The use of the ekkyklema in comedy can be inferred from the use of etymologically related words, such as "roll out", around the introduction of a character. In this genre, it is commonly used to parody tragic drama by introducing characters with comedically excessive fanfare. In the comedies of Aristophanes (c. 446), the ekkyklema is primarily associated with Euripides and his fellow fifth-century playwright Agathon. In the Acharnians (first performed in 425 BCE), Aristophanes has the protagonist Dikaiopolis visit Euripides at his home; the latter's doorkeeper complains that he cannot be seen, as he is "inside and not inside", and the playwright subsequently rolls himself out on the ekkyklema. Similarly, in the Thesmophoriazusae, first performed in 411 BCE, Agathon is wheeled onstage on an ekkyklema. It was also used by Aristophanes at the beginning of The Birds, first performed in 414 BCE, to bring the character Epops out of the woods: Scott Scullion calls this "the exception that proves the rule" that the ekkyklema is only used to reveal the interior of a dwelling, and suggests that the humour of the moment rested on the fact that a forest cannot, as Epops orders it to be, literally "opened" like a door. (Note: Rosie Wyles, in contrast, argues that it is impossible from the surviving evidence to be sure that such a convention – that the ekkyklema should only be used to reveal interior scenes – truly existed.)

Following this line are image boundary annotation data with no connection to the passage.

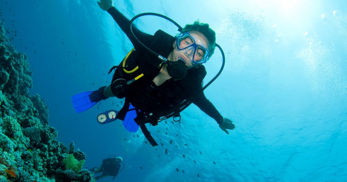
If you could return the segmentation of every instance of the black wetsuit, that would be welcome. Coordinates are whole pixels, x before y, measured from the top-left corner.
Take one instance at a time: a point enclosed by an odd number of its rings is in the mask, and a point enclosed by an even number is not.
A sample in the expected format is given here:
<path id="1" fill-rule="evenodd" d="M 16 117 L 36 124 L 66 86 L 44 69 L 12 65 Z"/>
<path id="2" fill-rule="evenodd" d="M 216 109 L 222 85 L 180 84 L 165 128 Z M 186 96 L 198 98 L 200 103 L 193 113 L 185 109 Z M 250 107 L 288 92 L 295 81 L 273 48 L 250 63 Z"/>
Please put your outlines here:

A scholium on a manuscript of Aristophanes's Clouds, first performed in 423 BCE, states that the device was used to reveal the inside of Socrates's school or "Thinkery". Modern scholars debate whether this is likely to have happened; Kenneth Dover, Alan Sommerstein and C. W. Dearden are among those endorsing the idea, while Revermann and Csapo consider the matter uncertain. (Note: According to Uvo Hölscher, the ekkyklema depicting the "Thinkery" included a superstructure, from which Socrates was suspended in a platform, and remained on stage throughout the play.) Elsewhere in the Clouds, it may have been used to remove the props placed on the stage at the beginning of the play to indicate the inside of the character Strepsiades's house, or this task may have been done by stage hands. It may also have been used in Aristophanes' Knights, first performed in 424 BCE, to re-introduce the character Demos after his rejuvenations, and in his Peace (first performed in 421 BCE), to bring the titular goddess onto the stage. In New Comedy, it was possibly used to bring onto the stage the injured Knemon in Menander's Dyskolos ('The Misanthrope'), first performed in 316 BCE.